Visa Class A  vs.  Apple Inc

 Performance 
       Timeline  
Visa Class A 

Risk-Adjusted Performance

Very Weak

 
Weak
 
Strong
Over the last 90 days Visa Class A has generated negative risk-adjusted returns adding no value to investors with long positions. In spite of fairly stable basic indicators, Visa is not utilizing all of its potentials. The latest stock price fuss, may contribute to near-short-term losses for the sophisticated investors.
Apple Inc 

Risk-Adjusted Performance

Very Weak

 
Weak
 
Strong
Over the last 90 days Apple Inc has generated negative risk-adjusted returns adding no value to investors with long positions. In spite of comparatively stable fundamental indicators, Apple is not utilizing all of its potentials. The newest stock price uproar, may contribute to short-horizon losses for the private investors.
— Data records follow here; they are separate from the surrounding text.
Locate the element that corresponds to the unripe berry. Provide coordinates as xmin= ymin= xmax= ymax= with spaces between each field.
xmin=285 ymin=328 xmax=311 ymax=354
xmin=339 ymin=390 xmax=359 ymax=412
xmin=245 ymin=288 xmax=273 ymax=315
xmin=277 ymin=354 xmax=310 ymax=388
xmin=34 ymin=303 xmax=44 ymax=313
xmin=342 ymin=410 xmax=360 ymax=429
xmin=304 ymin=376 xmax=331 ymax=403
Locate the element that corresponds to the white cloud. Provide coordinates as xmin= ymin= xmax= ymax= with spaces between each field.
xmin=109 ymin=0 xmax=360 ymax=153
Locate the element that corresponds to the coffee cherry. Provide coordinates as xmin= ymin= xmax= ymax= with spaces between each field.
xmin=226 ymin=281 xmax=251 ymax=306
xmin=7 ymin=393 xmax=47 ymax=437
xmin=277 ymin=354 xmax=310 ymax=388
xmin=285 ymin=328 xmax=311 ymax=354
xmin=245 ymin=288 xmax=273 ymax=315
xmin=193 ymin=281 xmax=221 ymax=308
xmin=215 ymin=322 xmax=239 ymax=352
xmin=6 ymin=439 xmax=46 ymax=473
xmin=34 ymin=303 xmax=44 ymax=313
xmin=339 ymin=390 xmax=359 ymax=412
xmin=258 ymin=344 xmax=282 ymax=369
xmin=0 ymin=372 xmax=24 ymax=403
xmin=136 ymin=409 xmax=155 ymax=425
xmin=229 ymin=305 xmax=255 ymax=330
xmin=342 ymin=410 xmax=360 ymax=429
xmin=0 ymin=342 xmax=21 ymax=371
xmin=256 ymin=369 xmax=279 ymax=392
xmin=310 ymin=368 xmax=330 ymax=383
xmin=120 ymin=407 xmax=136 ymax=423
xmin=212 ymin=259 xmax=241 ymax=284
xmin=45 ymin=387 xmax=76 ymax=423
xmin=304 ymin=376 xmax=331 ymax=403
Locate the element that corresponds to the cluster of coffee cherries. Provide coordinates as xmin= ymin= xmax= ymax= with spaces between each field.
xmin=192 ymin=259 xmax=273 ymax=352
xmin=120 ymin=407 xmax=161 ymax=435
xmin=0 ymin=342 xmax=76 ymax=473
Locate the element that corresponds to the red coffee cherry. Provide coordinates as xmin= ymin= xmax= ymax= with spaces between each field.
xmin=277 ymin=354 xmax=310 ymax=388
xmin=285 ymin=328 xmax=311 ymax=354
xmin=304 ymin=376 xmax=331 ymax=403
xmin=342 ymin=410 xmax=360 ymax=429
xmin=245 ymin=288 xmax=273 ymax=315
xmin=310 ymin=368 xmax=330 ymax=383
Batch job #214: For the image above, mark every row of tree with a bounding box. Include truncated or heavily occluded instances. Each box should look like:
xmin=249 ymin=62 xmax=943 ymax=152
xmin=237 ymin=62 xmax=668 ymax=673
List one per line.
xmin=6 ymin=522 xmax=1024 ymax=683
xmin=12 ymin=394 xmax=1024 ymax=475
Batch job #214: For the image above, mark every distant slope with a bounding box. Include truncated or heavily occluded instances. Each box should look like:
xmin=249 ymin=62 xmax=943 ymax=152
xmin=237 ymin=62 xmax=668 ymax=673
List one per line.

Visa and Apple Volatility Contrast

   Predicted Return Density   
       Returns  

Pair Trading with Visa and Apple

The main advantage of trading using opposite Visa and Apple positions is that it hedges away some unsystematic risk. Because of two separate transactions, even if Visa position performs unexpectedly, Apple can make up some of the losses. Pair trading also minimizes risk from directional movements in the market. For example, if an entire industry or sector drops because of unexpected headlines, the short position in Apple will offset losses from the drop in Apple's long position.
The idea behind Visa Class A and Apple Inc pairs trading is to make the combined position market-neutral, meaning the overall market's direction will not affect its win or loss (or potential downside or upside). This can be achieved by designing a pairs trade with two highly correlated stocks or equities that operate in a similar space or sector, making it possible to obtain profits through simple and relatively low-risk investment.
Check out your portfolio center.
Note that this page's information should be used as a complementary analysis to find the right mix of equity instruments to add to your existing portfolios or create a brand new portfolio. You can also try the Sign In To Macroaxis module to sign in to explore Macroaxis' wealth optimization platform and fintech modules.